Vede? Un predestinato...
«Io il calcio lo studio dal punto di vista tecnico, tattico, psicologico, fisico, gestionale. Se sono a casa, scelgo un libro che mi aiuti nella mia professione. Adesso sto leggendo Open, l’autobiografia di André Agassi. Anche questo mi agevola per capire come può essere la testa di un campione. Sto pure studiando inglese e devo ammettere che fatico da bestia: però mi serve con gli stranieri per comunicare in maniera corretta, per essere persuasivo sotto il profilo motivazionale».
Stratega o psicologo?
«Un buon allenatore deve essere un po’ tutto e non può essere una cosa sola».
Dopo la Juventus?
«Dopo vedremo... Per me questo è il coronamento di un sogno. Non a caso, quando smisi di giocare dissi: il mio è un arrivederci, non un addio, perché sulla panchina della Juventus tornerò da allenatore. Mi auguro che sia un percorso lungo... Dopo sarà all’estero».
In Italia no?
«La Nazionale mi piacerebbe, però è uno step successivo».
Torniamo alla Juventus: è più forte di quella dell’anno scorso?
«Sì, lo è. perché un anno di lavoro alle spalle ci ha consentito di superare quattro mesi delicatissimi senza l’allenatore in panchina. Fosse successo la scorsa stagione sarei stato il primo a consigliare Agnelli di cambiare strada».
E’ più forte e potrebbe essere ancora più forte con Drogba...

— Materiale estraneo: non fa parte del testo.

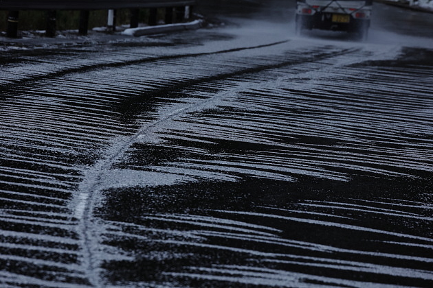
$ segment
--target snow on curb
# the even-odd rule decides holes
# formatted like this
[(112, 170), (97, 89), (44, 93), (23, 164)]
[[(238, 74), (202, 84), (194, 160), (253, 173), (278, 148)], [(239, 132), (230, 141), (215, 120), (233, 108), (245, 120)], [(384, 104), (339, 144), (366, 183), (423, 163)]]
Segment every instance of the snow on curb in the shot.
[(122, 35), (140, 36), (144, 35), (167, 33), (176, 31), (192, 30), (201, 27), (202, 20), (195, 20), (187, 23), (167, 24), (159, 26), (142, 27), (129, 28), (122, 32)]

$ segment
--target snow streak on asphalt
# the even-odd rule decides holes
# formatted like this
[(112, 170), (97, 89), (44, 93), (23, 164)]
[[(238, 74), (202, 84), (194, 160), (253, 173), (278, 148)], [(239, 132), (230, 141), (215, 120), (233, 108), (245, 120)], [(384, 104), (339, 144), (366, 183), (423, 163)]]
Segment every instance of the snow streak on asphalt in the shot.
[(2, 60), (0, 283), (432, 284), (431, 50), (92, 55)]

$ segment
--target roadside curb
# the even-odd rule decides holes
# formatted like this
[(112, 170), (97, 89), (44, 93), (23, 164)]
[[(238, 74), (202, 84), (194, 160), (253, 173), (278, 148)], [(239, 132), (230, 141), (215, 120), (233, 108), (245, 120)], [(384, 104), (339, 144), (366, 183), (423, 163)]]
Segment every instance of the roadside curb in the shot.
[(410, 5), (407, 3), (397, 2), (395, 1), (390, 1), (390, 0), (375, 0), (375, 2), (382, 3), (384, 4), (387, 4), (391, 6), (397, 6), (400, 7), (401, 8), (409, 9), (414, 11), (424, 12), (426, 13), (433, 13), (433, 8), (430, 9), (428, 8), (424, 8), (422, 6), (419, 6), (417, 5)]
[(148, 26), (138, 28), (126, 29), (121, 34), (122, 35), (133, 36), (135, 37), (157, 34), (160, 33), (175, 32), (185, 30), (195, 30), (203, 26), (202, 20), (195, 20), (186, 23), (167, 24), (158, 26)]

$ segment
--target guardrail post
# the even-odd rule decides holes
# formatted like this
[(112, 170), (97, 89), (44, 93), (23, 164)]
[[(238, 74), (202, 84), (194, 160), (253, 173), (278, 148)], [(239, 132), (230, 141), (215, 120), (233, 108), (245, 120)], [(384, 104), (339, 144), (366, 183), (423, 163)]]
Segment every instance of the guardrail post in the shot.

«Non so come sia uscito il nome di Drogba. A me nessuno ne ha parlato né tantomeno io l’ho chiesto. Detto questo, si tratta di un fuoriclasse che ha alzato la Champions League ci farebbe comodo».
In casi come questi, prevale l’egoismo dell’allenatore o il buonsenso dell’uomo d’azienda?

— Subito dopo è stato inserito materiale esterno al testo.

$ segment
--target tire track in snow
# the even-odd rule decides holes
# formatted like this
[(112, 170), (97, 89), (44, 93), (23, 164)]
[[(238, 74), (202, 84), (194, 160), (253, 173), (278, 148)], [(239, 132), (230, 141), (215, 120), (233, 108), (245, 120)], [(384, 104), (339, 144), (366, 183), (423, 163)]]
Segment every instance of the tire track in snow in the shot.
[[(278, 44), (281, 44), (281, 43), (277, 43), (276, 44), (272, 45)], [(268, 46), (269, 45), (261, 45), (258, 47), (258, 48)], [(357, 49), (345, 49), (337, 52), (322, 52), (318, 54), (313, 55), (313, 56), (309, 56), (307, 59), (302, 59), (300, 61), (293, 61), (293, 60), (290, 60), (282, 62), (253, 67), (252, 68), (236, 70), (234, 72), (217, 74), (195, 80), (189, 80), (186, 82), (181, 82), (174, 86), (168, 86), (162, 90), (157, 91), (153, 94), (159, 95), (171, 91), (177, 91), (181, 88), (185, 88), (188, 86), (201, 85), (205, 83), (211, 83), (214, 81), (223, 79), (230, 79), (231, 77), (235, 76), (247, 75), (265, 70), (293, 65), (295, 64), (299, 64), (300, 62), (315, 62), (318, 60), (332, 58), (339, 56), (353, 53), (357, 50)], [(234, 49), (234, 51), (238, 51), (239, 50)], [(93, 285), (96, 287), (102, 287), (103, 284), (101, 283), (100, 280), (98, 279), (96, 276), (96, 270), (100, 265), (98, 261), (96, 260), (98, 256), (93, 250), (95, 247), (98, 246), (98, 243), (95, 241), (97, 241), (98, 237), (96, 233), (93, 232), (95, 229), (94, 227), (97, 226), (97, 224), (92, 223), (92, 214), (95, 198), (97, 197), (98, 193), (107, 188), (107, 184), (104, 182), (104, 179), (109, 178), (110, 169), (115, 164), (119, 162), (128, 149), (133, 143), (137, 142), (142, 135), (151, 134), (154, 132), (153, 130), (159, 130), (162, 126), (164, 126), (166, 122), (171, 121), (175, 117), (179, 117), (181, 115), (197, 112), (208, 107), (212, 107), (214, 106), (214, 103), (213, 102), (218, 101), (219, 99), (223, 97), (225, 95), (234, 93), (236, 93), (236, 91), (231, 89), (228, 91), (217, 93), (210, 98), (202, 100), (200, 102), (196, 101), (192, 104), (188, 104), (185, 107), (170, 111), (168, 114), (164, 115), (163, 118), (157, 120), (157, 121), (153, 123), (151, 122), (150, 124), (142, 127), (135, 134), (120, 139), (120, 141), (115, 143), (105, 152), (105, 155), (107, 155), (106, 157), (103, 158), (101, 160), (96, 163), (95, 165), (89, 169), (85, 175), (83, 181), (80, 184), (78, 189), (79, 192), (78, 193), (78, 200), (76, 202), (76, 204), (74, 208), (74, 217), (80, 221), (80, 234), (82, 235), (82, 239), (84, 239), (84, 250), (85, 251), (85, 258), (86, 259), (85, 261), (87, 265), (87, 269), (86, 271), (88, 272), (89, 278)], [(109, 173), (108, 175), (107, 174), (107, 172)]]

«Bisogna arrivare a un compromesso. L’egoismo serve alla società per conquistare risultati di prestigio, ma c’è anche l’aspetto dei conti aziendali di cui si è partecipi. Io sono una via di mezzo...».
Cosa si aspetta dal mercato di gennaio?
«Sappiamo cosa ci serve e sappiamo dove intervenire. Sappiamo anche che 50 milioni non li abbiamo da spendere. Ma con la progettualità arriveremo a comprare campioni da 35-40 milioni».

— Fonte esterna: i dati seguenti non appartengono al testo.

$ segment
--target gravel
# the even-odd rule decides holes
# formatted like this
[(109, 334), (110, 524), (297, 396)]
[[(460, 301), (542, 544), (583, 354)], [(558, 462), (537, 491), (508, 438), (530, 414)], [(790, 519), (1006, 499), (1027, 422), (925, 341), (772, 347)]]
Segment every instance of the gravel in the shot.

Una frase per convincere il presidente Agnelli a investire su Drogba...
«Non una frase ma una serie di argomentazioni. Beh.... fino adesso è stato contento, potrebbe essere ancora più contento».
Già la Champions League. Il Celtic è un ossicino.
«Da azzannare con la medesima forza del Barcellona o del Real. La presunzione ci ammazzerebbe, dobbiamo volare bassi e stare concentrati».
L’obiettivo è vincere la Champions o entrare tra le prime quattro?
«Rispondo come per lo scudetto: per i miracoli ci stiamo attrezzando. A parte tutto, non possiamo non credere di andare avanti. Sarebbe un delitto. Siamo lì, lotteremo... Io il sogno lo coltivo».
Pirlo è da Pallone d’Oro?
«Lo è. Anche se è difficile non assegnarlo a Messi che ha segnato oltre novanta gol».
Del Piero è più lontano dei chilometri che separano Italia e Australia?
«La gestione di Alessandro non era facile e io me ne sono accorto. Sono stato aiutato dal fatto che i tifosi rispettavano lui e me in eguale misura. E’ stato il mio secondo scudetto. E lo ringrazio: quando la palla scottava, Del Piero c’è sempre stato».
Chi è il nuovo Del Piero?
«Lo zoccolo duro che si è creato, come ai tempi di Lippi. I Padoin, i Caceres, i Giaccherini, i Marrone non li cambio con nessuno, gente che sta fuori e non protesta, gioca e dà il massimo».
Conte, il suo Natale?
«Un Natale da Conte, in famiglia, tranquillo. Non ho mai avuto sfizi da vip. Sono uno così, semplice semplice».